Back to Obama’s singing: another thing happens on “zing” – Obama sings a bit flat. Naturally, as a singer without formal training, who has had certain other things to attend to recent years, he may have just not have the best singing technique. Intonation insecurity and dubiously executed melismata were balanced by an undeniable connection to African American musical culture. That flatness was very likely Obama channelling the blues.
These observations pale in comparison to the overall impact this part of the eulogy delivers. It is thanks to the way music lifts the words about grace out of the quotidian, that Obama can then ride a wave of emotion to the end of the eulogy.
He goes through the names of the dead again, appending “found that grace” to each name, in a full and passionate voice. The soaring effect he creates builds on the music we just heard. “That grace” is a grace that’s had new and deeper meaning conferred upon it by the song.

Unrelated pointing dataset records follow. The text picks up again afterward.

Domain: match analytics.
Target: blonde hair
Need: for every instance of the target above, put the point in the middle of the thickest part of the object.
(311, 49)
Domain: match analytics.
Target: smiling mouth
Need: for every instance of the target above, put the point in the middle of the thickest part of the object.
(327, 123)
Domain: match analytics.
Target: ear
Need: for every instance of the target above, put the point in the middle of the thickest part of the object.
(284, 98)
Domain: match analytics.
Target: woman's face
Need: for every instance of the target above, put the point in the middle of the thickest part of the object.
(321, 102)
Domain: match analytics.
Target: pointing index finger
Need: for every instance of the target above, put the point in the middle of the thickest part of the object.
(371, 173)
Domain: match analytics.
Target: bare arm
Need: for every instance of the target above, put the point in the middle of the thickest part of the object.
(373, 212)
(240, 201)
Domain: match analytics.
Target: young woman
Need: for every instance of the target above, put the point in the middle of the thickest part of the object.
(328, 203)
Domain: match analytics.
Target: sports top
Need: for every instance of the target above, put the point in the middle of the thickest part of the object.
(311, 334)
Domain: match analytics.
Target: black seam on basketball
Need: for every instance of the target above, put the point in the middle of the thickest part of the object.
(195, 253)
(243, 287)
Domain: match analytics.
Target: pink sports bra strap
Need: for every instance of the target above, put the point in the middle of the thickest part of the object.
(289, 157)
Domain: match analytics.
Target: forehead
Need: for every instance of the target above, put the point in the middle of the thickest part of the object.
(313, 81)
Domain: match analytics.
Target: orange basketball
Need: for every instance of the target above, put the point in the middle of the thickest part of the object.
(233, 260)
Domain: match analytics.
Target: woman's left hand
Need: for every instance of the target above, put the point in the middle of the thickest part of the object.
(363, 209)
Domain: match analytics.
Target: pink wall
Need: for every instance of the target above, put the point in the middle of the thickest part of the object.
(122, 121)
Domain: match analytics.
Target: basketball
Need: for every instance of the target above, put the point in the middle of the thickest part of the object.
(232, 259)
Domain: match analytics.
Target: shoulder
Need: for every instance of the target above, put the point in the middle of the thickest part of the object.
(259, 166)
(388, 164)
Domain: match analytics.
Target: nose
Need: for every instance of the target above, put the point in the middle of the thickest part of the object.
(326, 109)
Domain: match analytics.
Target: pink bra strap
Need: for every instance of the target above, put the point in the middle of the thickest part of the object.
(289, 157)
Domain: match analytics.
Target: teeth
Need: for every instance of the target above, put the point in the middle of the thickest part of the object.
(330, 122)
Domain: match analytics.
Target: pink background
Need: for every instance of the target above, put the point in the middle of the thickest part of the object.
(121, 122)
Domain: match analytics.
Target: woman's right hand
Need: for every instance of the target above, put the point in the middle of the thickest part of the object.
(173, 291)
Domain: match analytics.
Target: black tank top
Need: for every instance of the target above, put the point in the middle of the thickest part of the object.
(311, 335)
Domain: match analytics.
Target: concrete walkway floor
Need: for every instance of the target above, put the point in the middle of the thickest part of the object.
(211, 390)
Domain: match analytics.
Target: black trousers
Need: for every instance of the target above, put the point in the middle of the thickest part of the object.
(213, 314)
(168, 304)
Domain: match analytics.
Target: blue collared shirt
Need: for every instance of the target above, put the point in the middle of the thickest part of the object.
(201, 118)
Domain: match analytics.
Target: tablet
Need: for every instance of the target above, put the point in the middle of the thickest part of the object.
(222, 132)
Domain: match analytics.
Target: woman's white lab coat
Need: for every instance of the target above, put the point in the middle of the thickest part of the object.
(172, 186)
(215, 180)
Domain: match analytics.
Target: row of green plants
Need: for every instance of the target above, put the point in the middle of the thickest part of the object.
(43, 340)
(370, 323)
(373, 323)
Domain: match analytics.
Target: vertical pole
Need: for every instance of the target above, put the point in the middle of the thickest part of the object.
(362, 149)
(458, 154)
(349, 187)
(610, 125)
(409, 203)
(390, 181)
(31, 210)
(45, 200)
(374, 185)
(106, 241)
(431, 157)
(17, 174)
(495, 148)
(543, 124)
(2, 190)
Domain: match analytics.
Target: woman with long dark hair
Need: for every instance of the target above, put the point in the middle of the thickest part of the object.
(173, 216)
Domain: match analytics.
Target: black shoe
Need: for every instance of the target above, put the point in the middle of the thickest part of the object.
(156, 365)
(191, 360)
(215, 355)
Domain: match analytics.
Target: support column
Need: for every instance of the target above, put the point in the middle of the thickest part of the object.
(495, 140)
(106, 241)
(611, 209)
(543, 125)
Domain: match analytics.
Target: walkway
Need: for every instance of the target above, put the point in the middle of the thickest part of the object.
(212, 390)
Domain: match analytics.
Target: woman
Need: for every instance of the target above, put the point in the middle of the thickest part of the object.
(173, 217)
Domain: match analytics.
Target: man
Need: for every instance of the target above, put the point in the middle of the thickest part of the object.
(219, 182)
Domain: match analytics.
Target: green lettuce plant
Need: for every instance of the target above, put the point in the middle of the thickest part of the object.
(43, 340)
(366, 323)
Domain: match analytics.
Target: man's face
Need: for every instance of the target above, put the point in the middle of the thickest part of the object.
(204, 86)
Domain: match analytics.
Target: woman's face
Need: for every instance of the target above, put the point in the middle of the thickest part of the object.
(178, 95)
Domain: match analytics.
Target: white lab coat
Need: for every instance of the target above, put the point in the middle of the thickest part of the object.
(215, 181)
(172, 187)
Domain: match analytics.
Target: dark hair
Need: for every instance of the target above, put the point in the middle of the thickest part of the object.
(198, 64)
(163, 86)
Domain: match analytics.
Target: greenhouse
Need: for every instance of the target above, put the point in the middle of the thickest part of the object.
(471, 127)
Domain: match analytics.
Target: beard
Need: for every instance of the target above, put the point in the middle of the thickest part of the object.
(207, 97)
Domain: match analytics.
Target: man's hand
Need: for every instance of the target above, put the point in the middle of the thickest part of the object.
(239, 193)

His reading of each name is a righteous call, in full sermon mode, and the audience responds each time in a cathartic final acknowledgement of the victims. The musicians continue to riff, accompanying the whole antiphonal interaction, commenting on Obama’s words right to the end.
This subtle musical background ensures the emotional vibration continues and elevates the final moments of the eulogy.
By this stage Obama has carried the congregation into the realm of truly powerful communication, underpinned by a musically-accessed emotional state.
The way in which the Obama let music take over where “words left off” demonstrates music’s capacity for consolation in a profoundly important way. And it is salutary to consider that only a culture that understands music, that knows music, that values music, and that realises it needs music, will be able to benefit from it in this way.
If people were moved by Barack Obama’s eulogy, it was ultimately music, as much as God’s grace, that made them see.